Facial recognition software has been gaining traction lately, edging it’s way to becoming the next big thing.
Technology juggernauts like Google and Facebook have been tapping into the power and revolution of this image recognition software. Countless hours of research and experimentation have translated into major strides in the recognition space, making it a close second to the human brain’s ability to perform the task of recognition.
Facebook has developed a software called DeepFace (not kidding). Despite its unusual name it can look at two photos and decipher with 97.3% accuracy whether the photos contain the same face, regardless of the angle or the lighting. Quite impressive when you compare it to that of human accuracy, which is about 97.5%.
Developed by Facebook’s artificial intelligence research group, the intelligence is supported by a simulation of a learning neural network, which is the essence of the technology. The software incorporates what is called “deep learning,” which is one of the many methods of machine learning. Deep learning involves looking at a large body of data in this case human faces and developing a highlevel abstraction by looking at reoccurring patterns like eyebrows, cheeks, and ears. This deep learning method also consists of a learning process that sees the creation of 120 million connections between those neurons, based on an assemblage of four million face photos.
Complimentary to their facial recognition software, which is still a bit ahead of its time, Facebook also plans to release Facebook Search this month to iPhone users, formerly known as Graph Search, which allows users to search for content on Facebook using natural language, for instance “places my friends like to travel to.” This way users can navigate directly to filtered content, rather than leafing through the endless pages of posted media.
Similarly, Google and Stanford University each have their own rosters of scientists working independently and collaboratively on an artificial intelligence software that is capable of recognizing and describing the content of photos and videos. The intelligence is sophisticated enough to mimic human levels of understanding, and teaches itself to identify entire scenes for example, a group of children playing on a jungle gym. Both groups of researchers merge to weave two types of neural networks together; one focused on recognizing images and the other on recognizing human language.
The researchers found it astonishingly accurate when compared to that of human observations of the same compilations. Modern advances in technology has made it possible to better catalog and search billions of images and hours of video more efficiently. Thus far Google has been relying heavily on image descriptions to accompany a photo in order to tag it accurately, a requirement that cannot be easily regulated and maintain consistency with all the users of the world’s biggest search engine posting content daily.
While this is a huge technological advancement and testament to that old saying “if you can conceive it, you can achieve it.” This caliber of technology begs the assessment of risk, privacy, and vulnerabilities.
As the topic evolves the technological enhancements are steering towards a future of behavioural recognition.
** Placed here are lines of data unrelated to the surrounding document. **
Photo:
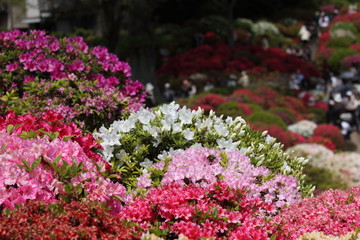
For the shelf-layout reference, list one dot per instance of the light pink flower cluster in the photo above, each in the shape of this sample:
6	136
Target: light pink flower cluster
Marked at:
204	167
48	72
18	185
334	212
217	211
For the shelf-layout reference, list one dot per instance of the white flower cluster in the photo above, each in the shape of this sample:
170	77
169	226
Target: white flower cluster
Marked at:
304	127
262	27
148	136
317	154
343	165
170	118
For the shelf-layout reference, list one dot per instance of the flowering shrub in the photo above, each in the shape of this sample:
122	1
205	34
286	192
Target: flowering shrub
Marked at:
213	100
215	212
317	154
51	124
247	94
321	236
267	117
305	128
230	108
353	60
134	143
323	141
334	212
346	166
245	109
287	138
285	114
261	28
331	132
203	167
40	169
41	72
219	57
268	96
74	220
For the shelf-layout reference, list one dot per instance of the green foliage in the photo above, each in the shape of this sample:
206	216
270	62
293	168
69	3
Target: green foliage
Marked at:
229	108
322	178
349	26
244	23
338	55
224	91
254	107
284	113
266	117
318	115
148	137
340	42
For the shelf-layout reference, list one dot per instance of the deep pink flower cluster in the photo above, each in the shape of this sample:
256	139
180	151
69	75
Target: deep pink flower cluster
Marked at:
217	211
350	61
323	141
331	132
334	212
66	76
286	137
213	100
219	56
52	122
204	166
37	179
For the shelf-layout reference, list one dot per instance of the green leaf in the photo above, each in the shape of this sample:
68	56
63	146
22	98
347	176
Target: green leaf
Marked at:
57	160
10	128
35	163
26	164
118	198
67	138
53	135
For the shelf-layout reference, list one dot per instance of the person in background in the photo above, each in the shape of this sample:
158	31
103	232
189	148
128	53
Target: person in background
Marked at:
187	89
304	34
208	86
244	80
324	20
150	99
169	94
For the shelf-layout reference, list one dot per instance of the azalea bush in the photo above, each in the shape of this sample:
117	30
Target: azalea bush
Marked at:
203	167
74	220
331	132
41	72
304	127
217	212
132	144
218	57
334	213
344	166
40	159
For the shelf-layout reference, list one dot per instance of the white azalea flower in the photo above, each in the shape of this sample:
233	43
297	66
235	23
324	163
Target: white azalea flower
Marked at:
177	127
185	116
269	139
144	116
221	129
125	125
146	163
166	123
153	131
165	154
188	134
227	144
170	109
196	145
286	168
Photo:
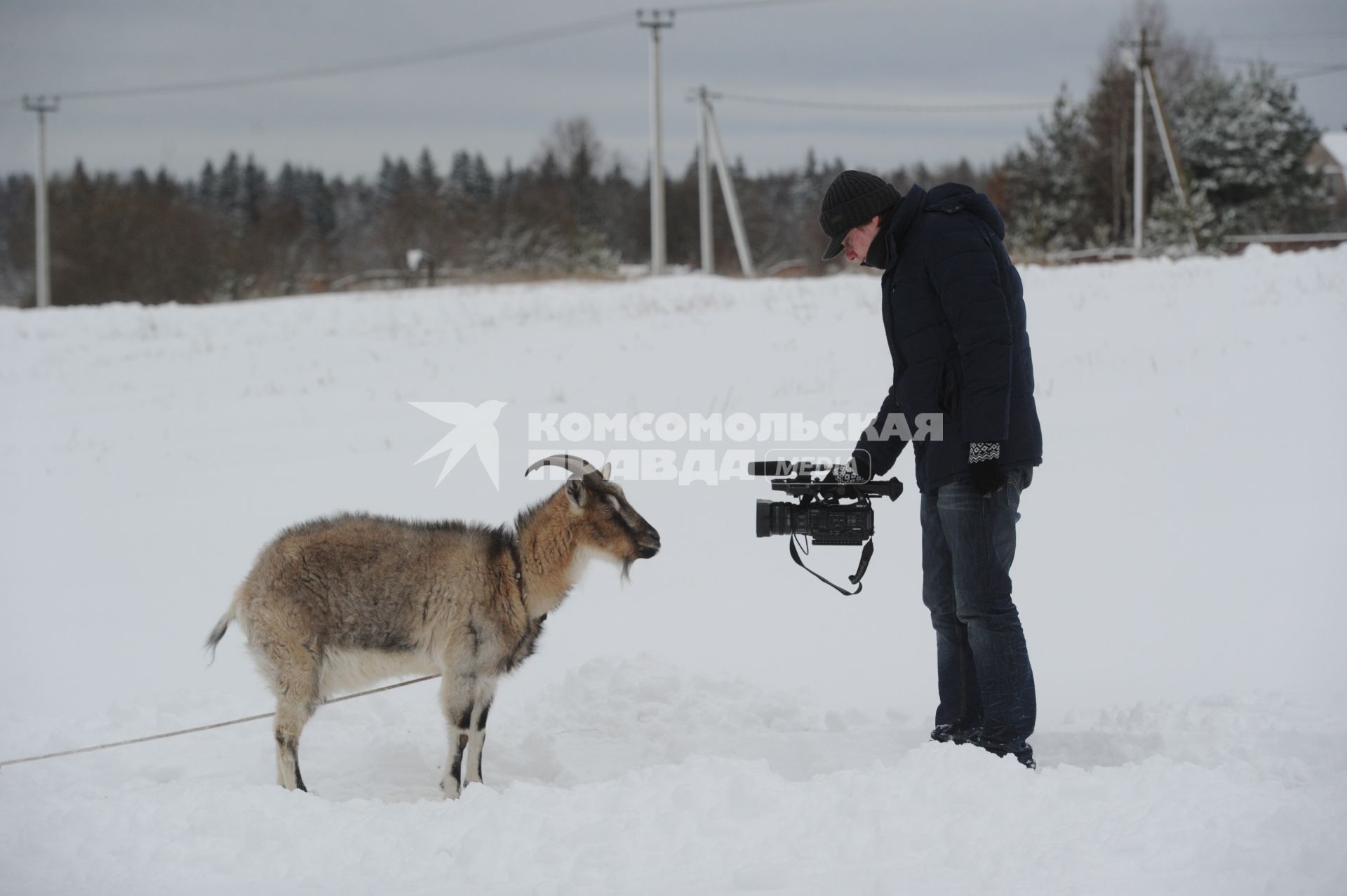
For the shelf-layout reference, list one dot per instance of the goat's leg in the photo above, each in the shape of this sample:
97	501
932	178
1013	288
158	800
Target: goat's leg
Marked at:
477	737
455	695
297	698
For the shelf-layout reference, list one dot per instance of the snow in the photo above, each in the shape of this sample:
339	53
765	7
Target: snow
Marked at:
723	723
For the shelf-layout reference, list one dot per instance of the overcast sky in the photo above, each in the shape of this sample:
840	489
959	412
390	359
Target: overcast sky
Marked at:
503	102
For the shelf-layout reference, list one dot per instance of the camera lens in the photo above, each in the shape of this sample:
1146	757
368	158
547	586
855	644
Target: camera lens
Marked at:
779	518
764	518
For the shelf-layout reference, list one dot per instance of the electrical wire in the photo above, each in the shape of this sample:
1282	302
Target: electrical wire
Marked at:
469	48
522	38
885	107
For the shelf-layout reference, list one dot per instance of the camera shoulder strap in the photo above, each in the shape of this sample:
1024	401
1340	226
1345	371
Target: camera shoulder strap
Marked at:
856	580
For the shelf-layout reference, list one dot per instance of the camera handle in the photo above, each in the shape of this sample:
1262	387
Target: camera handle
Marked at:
859	570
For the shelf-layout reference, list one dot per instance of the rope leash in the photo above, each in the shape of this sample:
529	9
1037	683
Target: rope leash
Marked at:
203	728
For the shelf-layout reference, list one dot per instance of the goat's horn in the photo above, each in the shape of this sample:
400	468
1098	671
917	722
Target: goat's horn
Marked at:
577	465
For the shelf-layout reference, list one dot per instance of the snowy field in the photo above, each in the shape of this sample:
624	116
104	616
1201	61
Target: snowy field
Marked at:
723	723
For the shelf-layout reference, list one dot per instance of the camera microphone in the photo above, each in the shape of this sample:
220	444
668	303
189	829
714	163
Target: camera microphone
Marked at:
786	468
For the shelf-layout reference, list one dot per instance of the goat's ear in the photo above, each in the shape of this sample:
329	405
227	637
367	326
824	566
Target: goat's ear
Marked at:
575	492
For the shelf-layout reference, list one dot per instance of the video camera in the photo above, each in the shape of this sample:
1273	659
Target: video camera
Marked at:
827	512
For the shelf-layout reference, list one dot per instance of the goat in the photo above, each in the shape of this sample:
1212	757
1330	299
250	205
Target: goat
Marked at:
338	603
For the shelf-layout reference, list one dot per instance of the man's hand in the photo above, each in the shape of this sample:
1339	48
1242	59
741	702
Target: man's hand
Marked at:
985	467
855	471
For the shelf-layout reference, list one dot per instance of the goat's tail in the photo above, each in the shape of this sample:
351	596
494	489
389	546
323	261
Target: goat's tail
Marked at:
219	632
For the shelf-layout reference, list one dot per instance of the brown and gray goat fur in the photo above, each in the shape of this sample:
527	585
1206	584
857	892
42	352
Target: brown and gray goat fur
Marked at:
341	603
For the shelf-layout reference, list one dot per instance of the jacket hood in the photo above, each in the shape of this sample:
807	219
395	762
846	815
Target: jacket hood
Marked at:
951	196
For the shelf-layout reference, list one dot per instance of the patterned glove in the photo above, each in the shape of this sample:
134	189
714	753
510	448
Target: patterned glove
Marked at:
985	467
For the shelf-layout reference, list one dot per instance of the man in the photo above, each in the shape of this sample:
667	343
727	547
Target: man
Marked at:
956	322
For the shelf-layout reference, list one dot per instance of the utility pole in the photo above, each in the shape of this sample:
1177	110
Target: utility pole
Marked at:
657	22
1139	154
732	201
42	105
1167	142
704	182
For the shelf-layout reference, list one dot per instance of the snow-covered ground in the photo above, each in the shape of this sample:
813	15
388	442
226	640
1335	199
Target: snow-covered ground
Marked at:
723	723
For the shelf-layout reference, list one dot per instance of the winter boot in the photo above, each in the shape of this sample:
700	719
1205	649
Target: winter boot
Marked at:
1021	751
956	733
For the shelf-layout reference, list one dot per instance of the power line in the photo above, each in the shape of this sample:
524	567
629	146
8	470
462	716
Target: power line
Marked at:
728	6
1315	74
522	38
885	107
354	67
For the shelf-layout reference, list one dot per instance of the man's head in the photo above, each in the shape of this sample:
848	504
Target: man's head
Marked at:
852	209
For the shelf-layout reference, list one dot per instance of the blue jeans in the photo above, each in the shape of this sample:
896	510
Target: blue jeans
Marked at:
967	546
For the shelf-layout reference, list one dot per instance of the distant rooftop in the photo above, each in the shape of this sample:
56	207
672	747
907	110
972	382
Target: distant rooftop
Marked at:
1336	145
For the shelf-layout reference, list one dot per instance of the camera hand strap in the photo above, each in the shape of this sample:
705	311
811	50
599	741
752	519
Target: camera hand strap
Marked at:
856	580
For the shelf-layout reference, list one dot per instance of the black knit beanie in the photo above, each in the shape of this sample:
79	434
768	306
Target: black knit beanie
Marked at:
852	200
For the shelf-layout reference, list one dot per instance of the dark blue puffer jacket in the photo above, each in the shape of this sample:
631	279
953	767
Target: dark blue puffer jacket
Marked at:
956	321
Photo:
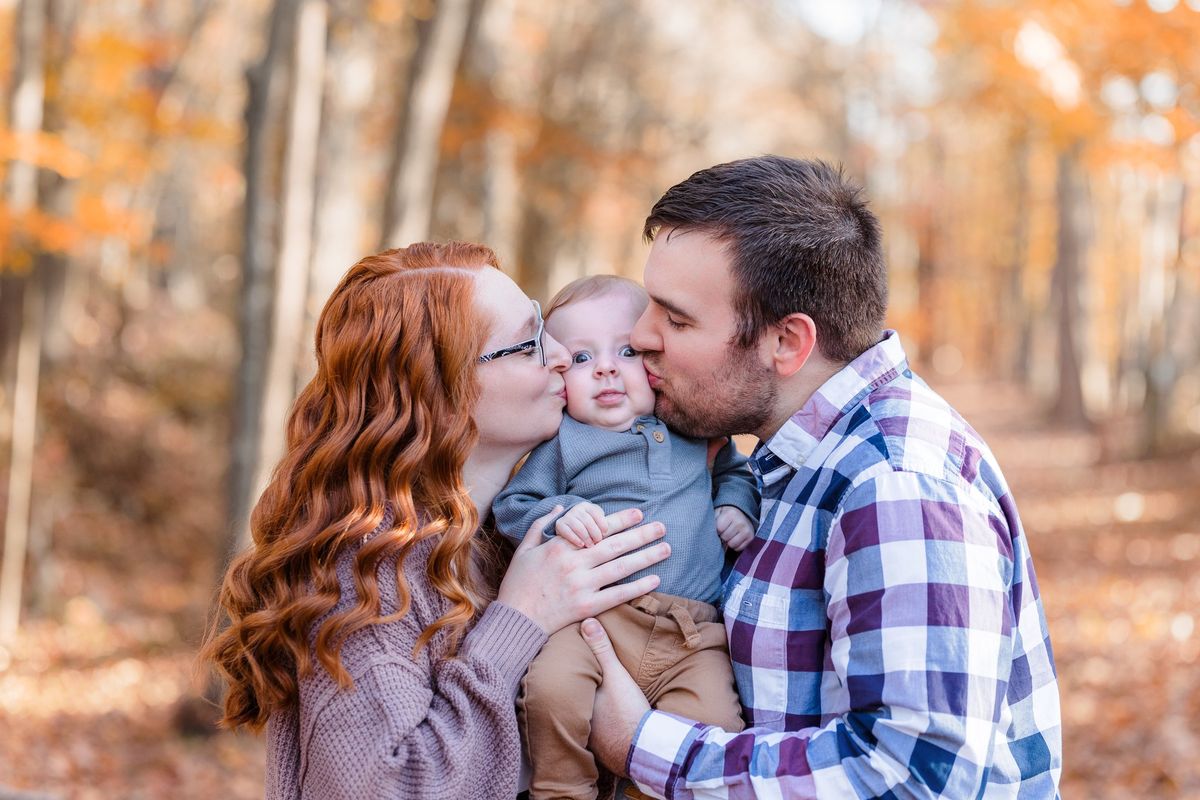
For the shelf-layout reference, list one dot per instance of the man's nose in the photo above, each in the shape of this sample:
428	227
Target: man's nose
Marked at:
643	338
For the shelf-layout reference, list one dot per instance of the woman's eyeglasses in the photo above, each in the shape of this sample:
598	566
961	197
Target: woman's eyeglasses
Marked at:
522	347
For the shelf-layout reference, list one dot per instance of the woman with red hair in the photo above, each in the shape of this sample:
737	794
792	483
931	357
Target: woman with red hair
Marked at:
369	629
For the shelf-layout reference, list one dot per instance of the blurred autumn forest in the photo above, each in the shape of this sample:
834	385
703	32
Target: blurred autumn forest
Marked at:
184	182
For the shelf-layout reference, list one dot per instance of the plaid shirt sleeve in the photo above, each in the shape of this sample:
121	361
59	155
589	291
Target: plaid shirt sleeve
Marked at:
918	579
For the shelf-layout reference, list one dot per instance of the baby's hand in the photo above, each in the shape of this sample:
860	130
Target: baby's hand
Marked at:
733	527
582	525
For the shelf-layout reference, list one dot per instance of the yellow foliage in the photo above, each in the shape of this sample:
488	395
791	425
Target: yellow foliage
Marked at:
45	150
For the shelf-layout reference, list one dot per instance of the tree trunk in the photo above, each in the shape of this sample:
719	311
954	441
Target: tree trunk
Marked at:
1069	407
264	119
341	204
1019	314
21	470
1164	352
501	179
295	246
408	208
21	196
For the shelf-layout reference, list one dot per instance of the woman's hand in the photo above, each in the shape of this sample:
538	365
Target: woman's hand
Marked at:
556	584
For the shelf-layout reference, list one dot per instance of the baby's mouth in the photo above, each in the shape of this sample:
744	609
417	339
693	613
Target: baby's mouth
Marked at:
610	397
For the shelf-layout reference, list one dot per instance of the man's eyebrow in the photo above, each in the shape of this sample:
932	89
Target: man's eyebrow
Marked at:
673	308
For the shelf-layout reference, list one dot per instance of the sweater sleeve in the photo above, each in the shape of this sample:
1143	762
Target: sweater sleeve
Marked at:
733	483
534	491
402	732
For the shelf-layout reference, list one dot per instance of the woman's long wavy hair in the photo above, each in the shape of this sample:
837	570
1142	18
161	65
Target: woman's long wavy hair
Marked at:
383	429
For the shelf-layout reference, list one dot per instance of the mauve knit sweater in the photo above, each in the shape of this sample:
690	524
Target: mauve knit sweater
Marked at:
423	727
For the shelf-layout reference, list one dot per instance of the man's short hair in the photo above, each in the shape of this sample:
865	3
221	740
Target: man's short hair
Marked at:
801	240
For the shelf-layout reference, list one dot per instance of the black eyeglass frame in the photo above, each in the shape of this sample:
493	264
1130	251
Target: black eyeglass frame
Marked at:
522	347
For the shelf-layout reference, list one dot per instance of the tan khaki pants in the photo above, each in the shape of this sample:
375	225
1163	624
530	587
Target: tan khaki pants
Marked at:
673	648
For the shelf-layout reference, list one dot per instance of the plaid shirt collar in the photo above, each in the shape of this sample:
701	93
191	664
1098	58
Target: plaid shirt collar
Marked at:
790	447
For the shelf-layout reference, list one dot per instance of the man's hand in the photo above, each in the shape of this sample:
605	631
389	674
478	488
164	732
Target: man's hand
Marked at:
733	527
619	704
583	524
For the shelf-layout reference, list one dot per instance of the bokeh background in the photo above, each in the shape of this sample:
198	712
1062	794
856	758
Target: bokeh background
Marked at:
184	182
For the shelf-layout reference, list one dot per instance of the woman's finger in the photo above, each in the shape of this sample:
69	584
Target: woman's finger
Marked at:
622	519
623	542
601	645
534	535
601	521
623	593
627	565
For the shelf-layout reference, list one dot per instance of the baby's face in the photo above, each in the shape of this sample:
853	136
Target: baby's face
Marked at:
606	383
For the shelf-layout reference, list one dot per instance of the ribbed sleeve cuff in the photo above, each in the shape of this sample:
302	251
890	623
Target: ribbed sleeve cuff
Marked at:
507	639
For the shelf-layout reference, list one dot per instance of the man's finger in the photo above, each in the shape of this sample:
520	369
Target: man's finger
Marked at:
533	536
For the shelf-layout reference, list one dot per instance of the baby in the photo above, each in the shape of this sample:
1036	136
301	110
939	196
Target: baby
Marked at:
611	452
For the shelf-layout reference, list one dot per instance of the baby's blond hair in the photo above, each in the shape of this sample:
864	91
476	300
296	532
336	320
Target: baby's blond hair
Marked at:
594	286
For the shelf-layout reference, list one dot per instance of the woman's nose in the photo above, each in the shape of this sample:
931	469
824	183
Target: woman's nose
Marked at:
557	358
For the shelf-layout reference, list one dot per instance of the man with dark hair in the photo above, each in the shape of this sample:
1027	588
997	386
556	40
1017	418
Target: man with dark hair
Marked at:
885	625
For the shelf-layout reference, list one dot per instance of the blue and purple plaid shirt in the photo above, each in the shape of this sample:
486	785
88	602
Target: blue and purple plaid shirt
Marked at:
885	624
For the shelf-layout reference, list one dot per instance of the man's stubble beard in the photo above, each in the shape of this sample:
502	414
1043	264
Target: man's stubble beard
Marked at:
739	397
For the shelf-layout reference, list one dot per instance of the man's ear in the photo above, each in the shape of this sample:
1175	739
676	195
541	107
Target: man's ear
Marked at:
793	340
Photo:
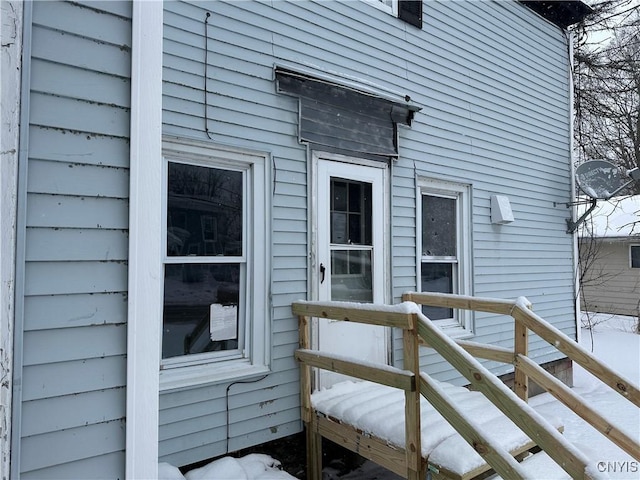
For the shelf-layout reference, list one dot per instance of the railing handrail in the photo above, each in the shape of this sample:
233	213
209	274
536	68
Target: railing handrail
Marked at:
495	455
567	456
409	317
520	310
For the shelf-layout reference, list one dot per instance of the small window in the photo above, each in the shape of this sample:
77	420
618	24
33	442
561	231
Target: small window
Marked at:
409	11
634	253
215	265
444	249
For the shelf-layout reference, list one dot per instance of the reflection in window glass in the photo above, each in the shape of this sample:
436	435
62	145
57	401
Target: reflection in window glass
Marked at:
201	303
204	214
635	256
351	279
350	212
438	226
437	277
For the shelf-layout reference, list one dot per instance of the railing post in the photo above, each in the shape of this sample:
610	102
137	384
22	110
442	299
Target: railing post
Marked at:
520	347
411	360
314	441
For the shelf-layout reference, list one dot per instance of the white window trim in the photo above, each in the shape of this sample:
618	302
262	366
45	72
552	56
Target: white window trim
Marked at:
461	326
258	333
145	280
391	10
631	256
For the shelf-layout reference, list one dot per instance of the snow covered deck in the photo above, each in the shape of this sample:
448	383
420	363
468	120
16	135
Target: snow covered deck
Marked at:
393	421
376	412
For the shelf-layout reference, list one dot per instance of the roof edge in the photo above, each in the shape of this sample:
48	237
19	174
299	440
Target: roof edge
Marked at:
561	13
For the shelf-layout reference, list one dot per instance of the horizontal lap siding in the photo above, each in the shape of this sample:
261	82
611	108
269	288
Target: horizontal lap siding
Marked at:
75	305
243	111
611	285
492	80
496	117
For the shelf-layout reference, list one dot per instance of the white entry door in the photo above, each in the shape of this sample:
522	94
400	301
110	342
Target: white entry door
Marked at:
350	259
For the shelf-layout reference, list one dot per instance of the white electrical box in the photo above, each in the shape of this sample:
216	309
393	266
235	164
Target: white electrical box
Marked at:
501	212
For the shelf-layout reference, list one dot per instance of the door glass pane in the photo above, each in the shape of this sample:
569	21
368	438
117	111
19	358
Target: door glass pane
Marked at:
438	226
201	303
351	276
351	212
204	215
437	277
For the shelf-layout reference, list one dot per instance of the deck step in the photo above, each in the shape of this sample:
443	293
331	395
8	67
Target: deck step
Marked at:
540	465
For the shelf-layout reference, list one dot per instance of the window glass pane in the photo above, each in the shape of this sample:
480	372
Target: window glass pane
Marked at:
204	214
351	276
438	226
201	303
635	256
437	277
350	212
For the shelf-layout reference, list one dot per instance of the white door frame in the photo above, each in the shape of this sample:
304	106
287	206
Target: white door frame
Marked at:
314	260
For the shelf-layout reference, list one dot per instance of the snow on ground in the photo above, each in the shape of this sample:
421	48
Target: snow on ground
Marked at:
613	343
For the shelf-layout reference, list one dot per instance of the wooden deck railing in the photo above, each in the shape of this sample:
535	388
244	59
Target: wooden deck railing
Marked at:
525	368
419	329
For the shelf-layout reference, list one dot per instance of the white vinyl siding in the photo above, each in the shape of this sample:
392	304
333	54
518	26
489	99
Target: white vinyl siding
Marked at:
75	207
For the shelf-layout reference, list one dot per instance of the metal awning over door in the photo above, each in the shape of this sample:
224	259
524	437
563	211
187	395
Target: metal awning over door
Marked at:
342	119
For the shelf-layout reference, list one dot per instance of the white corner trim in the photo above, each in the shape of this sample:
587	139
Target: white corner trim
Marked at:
145	222
11	18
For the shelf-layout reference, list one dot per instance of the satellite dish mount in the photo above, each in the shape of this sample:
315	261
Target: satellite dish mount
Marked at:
600	180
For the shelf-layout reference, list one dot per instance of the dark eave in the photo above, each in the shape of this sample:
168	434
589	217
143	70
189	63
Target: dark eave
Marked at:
561	13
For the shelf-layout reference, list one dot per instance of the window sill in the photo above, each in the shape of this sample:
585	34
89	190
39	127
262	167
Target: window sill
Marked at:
175	379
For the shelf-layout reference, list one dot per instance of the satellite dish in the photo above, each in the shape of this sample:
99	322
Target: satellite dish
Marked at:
600	179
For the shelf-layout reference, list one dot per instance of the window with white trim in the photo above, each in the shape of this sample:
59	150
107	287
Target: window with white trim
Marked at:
634	256
409	11
215	265
444	249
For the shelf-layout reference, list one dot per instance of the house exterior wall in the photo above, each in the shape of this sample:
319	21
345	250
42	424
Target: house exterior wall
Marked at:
11	68
493	80
610	284
70	384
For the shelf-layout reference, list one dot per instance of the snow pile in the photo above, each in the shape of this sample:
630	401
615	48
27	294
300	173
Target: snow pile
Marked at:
379	410
252	467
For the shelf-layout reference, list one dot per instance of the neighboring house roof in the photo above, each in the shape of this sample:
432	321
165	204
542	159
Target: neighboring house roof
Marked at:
561	13
617	218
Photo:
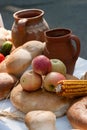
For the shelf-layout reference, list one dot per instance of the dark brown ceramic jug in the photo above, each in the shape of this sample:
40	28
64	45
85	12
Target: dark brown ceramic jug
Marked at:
29	24
59	45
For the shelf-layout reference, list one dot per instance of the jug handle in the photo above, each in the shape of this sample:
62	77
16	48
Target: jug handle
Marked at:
77	42
22	25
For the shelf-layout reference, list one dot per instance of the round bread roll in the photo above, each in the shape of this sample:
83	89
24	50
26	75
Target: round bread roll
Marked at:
7	82
77	114
39	100
40	120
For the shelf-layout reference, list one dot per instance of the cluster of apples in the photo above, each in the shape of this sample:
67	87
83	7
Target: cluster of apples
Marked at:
45	73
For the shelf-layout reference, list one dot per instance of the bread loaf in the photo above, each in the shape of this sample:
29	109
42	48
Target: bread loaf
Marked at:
7	82
20	59
40	120
39	100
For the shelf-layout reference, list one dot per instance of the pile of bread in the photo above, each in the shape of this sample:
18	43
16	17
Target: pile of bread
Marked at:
41	107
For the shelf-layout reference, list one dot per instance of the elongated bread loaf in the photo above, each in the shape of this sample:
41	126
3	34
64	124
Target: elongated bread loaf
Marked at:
39	100
20	59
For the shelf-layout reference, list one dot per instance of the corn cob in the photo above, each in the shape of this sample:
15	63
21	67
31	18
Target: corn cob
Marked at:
72	88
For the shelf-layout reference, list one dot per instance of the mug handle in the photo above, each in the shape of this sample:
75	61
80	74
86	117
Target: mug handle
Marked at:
77	42
22	24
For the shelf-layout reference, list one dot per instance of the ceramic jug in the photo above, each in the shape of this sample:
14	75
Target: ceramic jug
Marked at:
63	45
29	24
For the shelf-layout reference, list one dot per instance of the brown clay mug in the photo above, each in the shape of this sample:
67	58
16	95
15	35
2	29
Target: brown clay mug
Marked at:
29	24
60	45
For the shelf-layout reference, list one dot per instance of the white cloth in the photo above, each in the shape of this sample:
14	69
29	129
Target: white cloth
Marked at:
61	123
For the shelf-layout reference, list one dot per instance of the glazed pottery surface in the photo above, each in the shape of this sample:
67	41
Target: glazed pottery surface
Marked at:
63	45
29	24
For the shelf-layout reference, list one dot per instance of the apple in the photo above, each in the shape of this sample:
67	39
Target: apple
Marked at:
51	80
30	81
41	65
58	66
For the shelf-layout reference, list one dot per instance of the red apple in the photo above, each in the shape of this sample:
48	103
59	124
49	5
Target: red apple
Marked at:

Although we’re talking about new technologies, we’re also talking about ancient human responses rooted in the oldest part of the brain. By identifying patterns of behavior as they correlate to facial expressions, which are universal, we will be able to collect psychographic data at an unprecedented rate, and at a much lower cost than what we’ve ever been able to do.
The opportunity for marketers and brands to acquire a deep understanding of their customers’ needs and expectation and collect data in an unobtrusive manner will change the market research as we know it.